Gabriela Aguilera V - Microrrelatos Memorialísticos.



Gabriela Aguilera V

  
Microrrelatos Memorialísticos:

La necesidad de las respuestas
 Al Capitán Pedro Fernández Dittus
Era el día 2 de julio, pleno invierno en Santiago. La mañana de barricadas se convirtió en llamas con olor a bencina. La piel se chamuscó y los gritos se hicieron silencio, acallados por las frazadas.
La pregunta es si aquel que dio la orden, ése que encendió el fósforo y miró el espectáculo, sintió el arañazo del miedo o la angustia mientras olía la carne asada. La pregunta es si aquel hombre puede vivir sin recordar. La pregunta es si el asesino sueña que las víctimas lo tocan con sus brazos de fuego, si la garra de la bestia lo alcanza, al fin. 

(de ASTILLAS DE HUESO, Ed. Sherezade, 2013)


El fondeo I
A mi padre y a mi abuelo
Mi padre susurró: «A Manuel lo fondearon». Mi madre dejó se servir la sopa. En la calle, alguien pasó silbando y mi padre se puso el dedo en la boca, instándonos a guardar silencio. Escuchamos hasta que el silbido se perdió.
«Fueron muchos. Los tiraron al mar por orden del presidente», susurró mi padre, «al fondo del mar». No pude imaginar eso. Para mí, el mar era un dibujo en mi cuaderno, igual que la cordillera. Era un sonido tremendo en una concha de loco que después se transformaba en cenicero en el living de mi casa. Era la playa sembrada de algas y el dolor del golpe frío del oleaje. El mar era algo luminoso y feliz. Imaginé a mi primo Manuel, en el fondo del mar, llevado por las corrientes hasta un lugar donde no podríamos alcanzarlo.
En los años siguientes, cada vez que fuimos a la playa, esperé ver a Manuel viniendo hacia nosotros montado en la cima de una ola.            

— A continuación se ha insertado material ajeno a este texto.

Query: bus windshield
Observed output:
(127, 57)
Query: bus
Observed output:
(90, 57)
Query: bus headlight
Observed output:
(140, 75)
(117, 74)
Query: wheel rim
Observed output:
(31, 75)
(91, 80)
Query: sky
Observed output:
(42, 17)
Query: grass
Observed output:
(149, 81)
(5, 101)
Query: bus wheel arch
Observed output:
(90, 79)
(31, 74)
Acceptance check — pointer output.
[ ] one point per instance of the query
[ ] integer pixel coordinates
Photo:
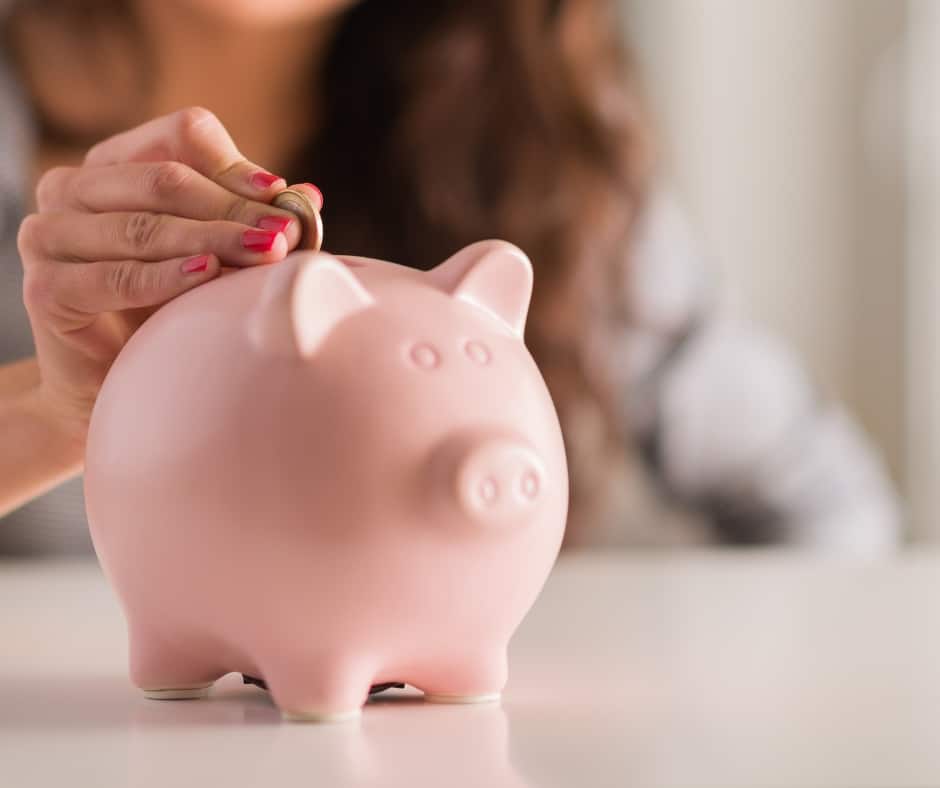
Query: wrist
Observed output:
(62, 434)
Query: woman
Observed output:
(429, 126)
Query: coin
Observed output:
(311, 225)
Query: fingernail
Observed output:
(318, 193)
(278, 224)
(259, 240)
(195, 264)
(264, 180)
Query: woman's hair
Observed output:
(446, 122)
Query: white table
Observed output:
(744, 669)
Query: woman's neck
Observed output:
(260, 82)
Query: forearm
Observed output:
(36, 454)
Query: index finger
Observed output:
(195, 137)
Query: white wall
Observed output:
(782, 128)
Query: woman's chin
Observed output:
(267, 12)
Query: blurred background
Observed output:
(803, 140)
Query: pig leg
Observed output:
(317, 688)
(465, 678)
(167, 667)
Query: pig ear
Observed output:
(493, 275)
(303, 301)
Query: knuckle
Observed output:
(124, 280)
(27, 239)
(166, 179)
(51, 185)
(142, 229)
(38, 288)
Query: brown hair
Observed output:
(444, 123)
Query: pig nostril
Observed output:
(477, 352)
(529, 484)
(425, 356)
(489, 491)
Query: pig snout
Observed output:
(497, 479)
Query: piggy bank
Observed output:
(330, 473)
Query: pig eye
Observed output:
(424, 356)
(478, 352)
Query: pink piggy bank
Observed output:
(330, 474)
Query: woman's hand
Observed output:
(150, 214)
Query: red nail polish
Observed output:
(318, 192)
(264, 180)
(195, 264)
(278, 224)
(259, 240)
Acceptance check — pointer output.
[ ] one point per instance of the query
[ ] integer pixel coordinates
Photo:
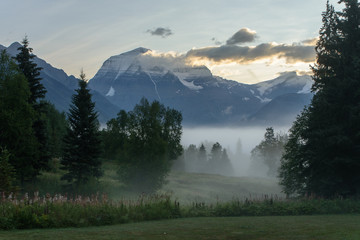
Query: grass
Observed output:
(299, 227)
(209, 188)
(184, 187)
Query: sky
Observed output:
(242, 40)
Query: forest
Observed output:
(316, 163)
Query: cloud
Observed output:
(244, 35)
(160, 31)
(310, 42)
(244, 54)
(217, 42)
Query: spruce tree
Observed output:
(31, 72)
(16, 120)
(26, 64)
(82, 145)
(326, 138)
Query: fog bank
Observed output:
(238, 142)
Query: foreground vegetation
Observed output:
(300, 227)
(78, 211)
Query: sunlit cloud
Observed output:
(216, 42)
(244, 35)
(246, 55)
(310, 42)
(160, 31)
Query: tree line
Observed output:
(33, 133)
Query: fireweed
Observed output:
(53, 211)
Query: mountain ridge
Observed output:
(203, 99)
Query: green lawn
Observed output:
(325, 227)
(190, 187)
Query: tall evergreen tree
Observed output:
(326, 138)
(16, 120)
(82, 144)
(31, 72)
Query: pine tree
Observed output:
(31, 72)
(7, 173)
(82, 145)
(326, 138)
(16, 120)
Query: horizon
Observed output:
(240, 42)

(de ASTILLAS DE HUESO, Ed.Sherezade, 2013)
El fondeo II
            En qué momento se torció el uso de la palabra, nunca lo supe.
            Había quedado para mí pegada al fondo del mar, en esos años de dictadura ibañista, cuando yo era un niño. Resurgió casi cuarenta años después, aunque su significado era diferente. Los fondeados eran los que estaban escondidos de la policía secreta que los buscaba sin dar tregua.
Nunca supe cuándo me transformé en un fondeado, en las dos acepciones de la palabra.